The database holds information about Software Bill of Materials (SBOMs) and the pieces of software associated with each. Right now, all I want to do is have the user select an SBOM from the database, retrieve the software associated with that SBOM, and display the results. I would like the user to be able to page through the results.
I'm trying to do this by rendering a list of SBOMs in the system in HTML, with each entry having an associated button that will pass the selected parameters to the next view in line. As far as I can tell, I have things set up so
Here's how my urls.py is set up:
urlpatterns = [
path("", views.select_bill, name="select_bill"),
path("select_software/<int:bill_num>", views.select_software, name="select_software"),
path("select_software/<int:bill_num>/<int:page>", views.select_software, name="select_software")
]
my views.py:
from django.shortcuts import render
from django.core.paginator import Paginator
from frontend.models import SoftwareResults
RESULTS_PER_PAGE = 25
def select_bill(request):
bills = get_bills() # Function that queries the existing MySQL database and gets a list of SBOMs
return render(request, "frontend/select_bill.html", {"bills": bills})
def select_software(request, bill_num, page=1):
<snip>
And frontend/select_bill.html:
<table>
{% for entry in bills %}
{% url 'select_software' "{{ entry.Row }}" 1 as entry_select %}
<tr><td>
<a href="{{ entry_select }}">Submit</a></td><td>{{ entry.Filename }}</td></tr>
</table>
As far as I can tell, that should generate a link with the form /select_software/<bill_num>/1, which should in turn link to my select_software view through urls.py. Problem is, the url resolves as a link back to the select_bills page, apparently completely ignoring the {% url %} macro above.
Things I have tried:
- Putting the
{% url %}macro directly in thehreftext. This generates an error when the page is rendered - Using a form rather than a link. When I tried to use the POST method I got the same results. With the GET method I could encode my parameters in the URL, but that fell apart when I wanted some pages to redirect to each other.
I'm at my wit's end here. How can I get Django to create the URL I need?
Putting the
{% url %}macro directly in the href text.
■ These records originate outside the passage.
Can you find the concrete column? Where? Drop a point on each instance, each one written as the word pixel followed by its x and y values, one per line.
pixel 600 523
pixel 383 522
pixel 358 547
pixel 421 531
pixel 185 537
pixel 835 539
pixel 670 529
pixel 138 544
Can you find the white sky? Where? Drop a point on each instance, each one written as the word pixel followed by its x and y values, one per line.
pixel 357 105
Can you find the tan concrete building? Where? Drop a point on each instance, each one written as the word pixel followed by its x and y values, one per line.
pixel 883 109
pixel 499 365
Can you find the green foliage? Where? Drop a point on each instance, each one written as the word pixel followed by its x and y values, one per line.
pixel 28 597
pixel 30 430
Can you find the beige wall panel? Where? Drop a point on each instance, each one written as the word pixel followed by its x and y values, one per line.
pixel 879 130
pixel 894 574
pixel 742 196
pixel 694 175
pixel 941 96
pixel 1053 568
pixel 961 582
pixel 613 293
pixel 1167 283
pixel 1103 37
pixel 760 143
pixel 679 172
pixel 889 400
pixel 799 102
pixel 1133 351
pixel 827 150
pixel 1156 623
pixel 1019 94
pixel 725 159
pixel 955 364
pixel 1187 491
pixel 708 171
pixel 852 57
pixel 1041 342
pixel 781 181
This generates an error when the page is rendered
This is guesswork because you have not provided the error Django helpfully made for you. :) But:
You probably should not give multiple routes the same name. Use e.g. name="select_software_with_default_page" for the first select_software one, so it can be distinguished from the second one. As it is, Django can't really know which route to generate.
Also note this part of the documentation:
This
{% url ... as var %}syntax will not cause an error if the view is missing. In practice you’ll use this to link to views that are optional:
So what likely happened (I haven't tested though) is that url fails silently, entry_select remains blank, the generated HTML is <a href="" ...>, which browser will link to the same URL that is being displayed.
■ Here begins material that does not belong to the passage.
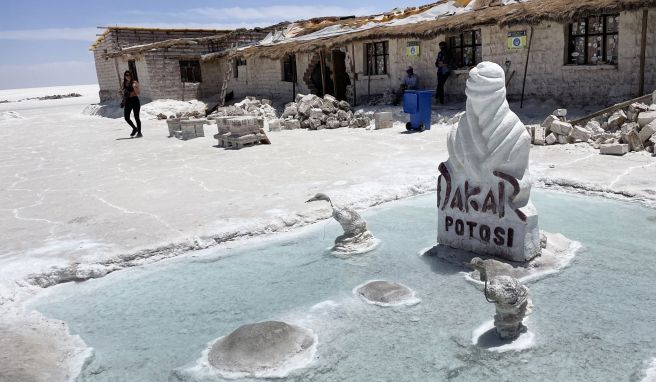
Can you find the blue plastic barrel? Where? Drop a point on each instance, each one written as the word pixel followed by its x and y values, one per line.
pixel 418 103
Instead, you might want to use the more usual form:
<a href="{% url 'select_software' "{{ entry.Row }}" 1 %}">Submit</a></td><td>{{ entry.Filename }}</td></tr>
which, as you note, does generate an error when something is wrong:
Note that if the URL you’re reversing doesn’t exist, you’ll get an
NoReverseMatchexception raised, which will cause your site to display an error page.
Errors are good: they tell you what to fix.